The cellphone industry is a breathtaking case in point, at one level being no more than an extravagant infrastructure for taking money out of the pockets of the poor and transferring it into the bank accounts of its wealthy management and shareholders.

Market leaders Vodacom and MTN earned combined revenues of R15.5-billion last year from interconnect fees — what the cellphone networks charge one another to terminate calls on their network. These fees have been eye-poppingly high in South Africa.

Costs are estimated by insiders to be between 25 and 40 cents but consumers have been paying through the nose at R1.25 a minute.

The fee will now be cut to 89 cents through the intervention of Communications Minister Siphiwe Nyanda. Hopefully this will be just the first of many such cuts.

The cellphone industry has been hugely profitable because this sector, as with many others, has been insufficiently competitive.

Economists have pointed to the large gap between producer and consumer inflation as evidence of insufficient competition in the South African market.

Producer prices have responded well to lower global demand and higher interest rates locally, the PPI falling to -3.1% compared with a year ago.

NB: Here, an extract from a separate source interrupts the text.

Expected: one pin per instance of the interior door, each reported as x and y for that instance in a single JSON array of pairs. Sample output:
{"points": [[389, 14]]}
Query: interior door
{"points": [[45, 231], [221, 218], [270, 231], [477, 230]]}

The CPI, on the other hand, also released this week, although in the 3% to 6% target range at 5.9%, was almost 10 percentage points higher than the PPI.

The two measures are not directly comparable, but the wide gap between them suggests that competitive forces are indeed working at the factory or farm gate, but market power, both in the public and private sectors, is conspiring to keep the prices paid by consumers relatively high.

As the CPI is the key determinant of interest rates, insufficient competition, coupled in some cases with cartel activity, is extracting a high economic cost.

Reg Rumney, a panelist at the debate, noted that too often in South Africa there are only a few players that dominate a sector.

He said that BEE could be coupled with an efficiency drive by using BEE to create more market players and facilitate greater competition.

He suggested, tongue in cheek, that something be nationalised just ‘to see what a mess it would be”, but added: ‘We must look at privatisation where BEE could be used to increase competition.”

‘Why do we only have SABC and e.tv? Why not privatise SABC3 as a BEE initiative? Why do we only have three cellphone companies?” he said, suggesting that a fourth licence could be used to promote both competition and BEE.